Zweites Kapitel. Geburtswehen einer neuen Zeit



Im Innern von Schantung steht der heilige Berg Taischan. Er ist in der chinesischen Geschichte immer wieder hervorgetreten als der Geheimnisvoll-Offenbare, von dem Leben und Tod ihren Ursprung nehmen. In seiner Nähe ist ein kleiner Hügel, Zypressen wachsen auf ihm, und eine Pagode steht auf seiner Höhe. Hier war der Ort, wo alte Herrscher dem Geist des heiligen Berges ihre Opfer darbrachten. Ein kleiner Tempel ist hier geheimnisvollen Göttern geweiht. In diesem Tempel nahm die Bewegung ihren Anfang, die um die Jahrhundertwende China bis in seine Grundfesten erschüttern sollte und die der Anfang war zu einer neuen Zeit, die freilich ganz anders wurde, als die Menschen, die damals in dem Tempel dunkler Geister ihre Zusammenkünfte hatten, planten.

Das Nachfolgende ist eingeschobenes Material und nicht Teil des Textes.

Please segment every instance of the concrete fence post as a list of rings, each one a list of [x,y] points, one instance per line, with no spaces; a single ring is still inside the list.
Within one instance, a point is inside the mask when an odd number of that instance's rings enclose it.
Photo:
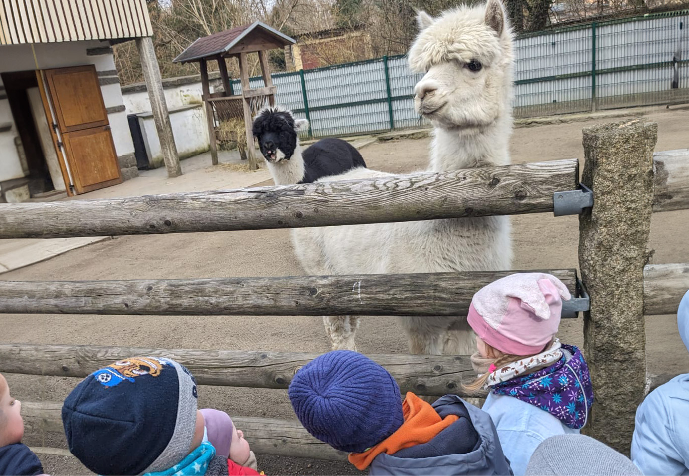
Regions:
[[[644,266],[653,203],[655,123],[584,130],[582,183],[594,205],[579,218],[579,265],[590,296],[584,342],[595,403],[585,432],[629,454],[644,399]]]
[[[161,70],[158,66],[156,50],[153,48],[151,37],[142,37],[136,39],[138,56],[141,59],[141,69],[146,81],[146,90],[151,101],[151,111],[153,112],[153,122],[156,125],[158,138],[161,142],[163,160],[167,169],[168,177],[182,175],[182,167],[179,165],[177,146],[174,143],[172,126],[170,125],[167,104],[165,103],[165,93],[163,89],[163,79]]]

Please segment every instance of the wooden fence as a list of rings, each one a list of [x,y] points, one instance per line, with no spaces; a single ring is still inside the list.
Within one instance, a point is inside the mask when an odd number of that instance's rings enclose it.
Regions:
[[[673,313],[689,264],[646,265],[652,211],[689,208],[689,150],[656,154],[655,125],[584,131],[582,182],[595,203],[579,216],[579,265],[590,296],[584,347],[597,404],[589,433],[628,451],[646,383],[643,320]],[[655,174],[654,174],[655,170]],[[0,238],[318,227],[552,212],[579,185],[576,159],[355,181],[143,197],[0,205]],[[573,293],[575,270],[548,270]],[[508,271],[129,281],[0,281],[6,313],[454,315]],[[351,293],[361,282],[360,297]],[[611,289],[616,293],[611,293]],[[394,292],[393,292],[394,291]],[[576,294],[575,294],[576,295]],[[355,298],[356,297],[356,298]],[[620,311],[621,309],[621,311]],[[639,332],[639,330],[641,331]],[[620,338],[624,337],[624,339]],[[619,340],[628,344],[622,348]],[[200,384],[285,389],[316,354],[0,344],[0,372],[83,377],[132,355],[175,359]],[[402,391],[462,395],[466,356],[371,355]],[[615,377],[607,378],[608,374]],[[616,392],[618,395],[615,395]],[[28,431],[62,433],[60,404],[23,404]],[[234,417],[257,453],[344,459],[296,422]],[[61,454],[59,448],[43,451]]]

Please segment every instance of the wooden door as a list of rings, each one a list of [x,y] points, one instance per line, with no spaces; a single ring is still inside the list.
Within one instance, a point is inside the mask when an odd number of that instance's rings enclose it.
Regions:
[[[60,68],[45,72],[75,192],[121,183],[95,67]]]

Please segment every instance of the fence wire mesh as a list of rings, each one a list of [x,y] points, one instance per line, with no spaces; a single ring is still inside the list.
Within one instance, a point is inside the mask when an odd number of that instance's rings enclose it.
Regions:
[[[515,41],[516,117],[689,101],[689,10],[577,25]],[[278,103],[310,122],[305,135],[428,125],[413,109],[422,74],[405,56],[273,75]],[[234,90],[240,90],[234,81]],[[252,78],[251,87],[261,87]]]

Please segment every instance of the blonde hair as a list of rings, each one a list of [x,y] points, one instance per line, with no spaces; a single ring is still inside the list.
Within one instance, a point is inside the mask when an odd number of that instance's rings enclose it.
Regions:
[[[487,344],[486,345],[488,345]],[[497,350],[497,349],[495,349]],[[495,365],[495,367],[500,369],[505,364],[508,364],[511,362],[514,362],[515,360],[519,360],[523,358],[524,355],[515,355],[511,353],[503,353],[498,357],[493,358],[485,359],[485,362],[489,365]],[[489,375],[491,375],[490,372],[486,372],[482,375],[479,375],[473,382],[470,384],[462,384],[462,389],[467,393],[473,394],[478,392],[480,390],[482,390],[483,387],[486,385],[486,380],[488,380]]]
[[[504,366],[506,364],[509,364],[511,362],[516,362],[517,360],[521,360],[522,359],[528,358],[529,357],[532,357],[533,355],[537,355],[542,352],[544,352],[546,349],[550,349],[551,346],[552,346],[553,343],[555,342],[555,338],[553,336],[553,338],[551,339],[550,342],[548,342],[548,344],[546,344],[546,346],[542,349],[535,353],[529,354],[528,355],[517,355],[513,353],[503,353],[497,349],[495,349],[490,344],[488,344],[487,342],[484,341],[484,344],[487,348],[493,349],[493,351],[495,353],[498,353],[500,355],[494,358],[482,358],[482,360],[483,360],[483,362],[484,362],[485,363],[488,364],[489,366],[495,365],[496,369],[500,369],[503,366]],[[531,372],[535,371],[536,370],[537,370],[537,369],[534,369],[531,371]],[[462,383],[462,389],[465,392],[469,393],[470,395],[476,393],[480,390],[482,390],[484,386],[485,386],[486,381],[488,380],[488,377],[490,375],[491,372],[486,371],[483,375],[477,377],[475,379],[474,379],[473,382],[472,382],[470,384]]]

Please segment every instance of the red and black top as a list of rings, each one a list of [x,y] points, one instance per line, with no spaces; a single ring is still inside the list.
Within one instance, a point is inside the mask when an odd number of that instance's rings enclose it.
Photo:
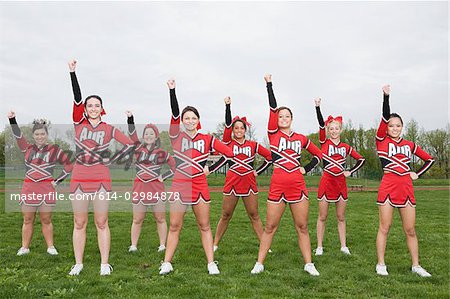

Was war der Grund zu ihrem geheimen Treiben? In China hat es zu allen Zeiten, wenn die Verhältnisse unerträglich wurden, wenn die Regierungsmaschine versagte, wenn Mißwachs und teure Zeit durchs Land schlich, wenn Pest und Überschwemmung das Leben bedrohten, wenn Räuber das Land unsicher machten, geheime Gesellschaften gegeben, die mit der Götter Hilfe das Alte vernichten und eine neue Ordnung ans Licht bringen wollten. So fängt das Buch von der Geschichte der drei Reiche, das der klassische Roman für alle Arten von ritterlichen Kämpfen in China ist, mit dem Aufstand der gelben Turbane an, deren Führer auf geheime Weise in den Besitz von Zauberkräften gekommen war, so daß er Sturm und Regen machen konnte und Zauberwasser aussprengte, das die Menschen von der Pest heilte. Auch das Zaubermittel, aus Papier Soldaten und Pferde zu schneiden, die dann künstliches Leben bekommen, wird häufig bei solchen Gelegenheiten erwähnt. Natürlich gibt es auch alle Arten von Waffensegen, die gegen Stich, Hieb und Schuß unverwundbar machen, und dergleichen Zauber mehr.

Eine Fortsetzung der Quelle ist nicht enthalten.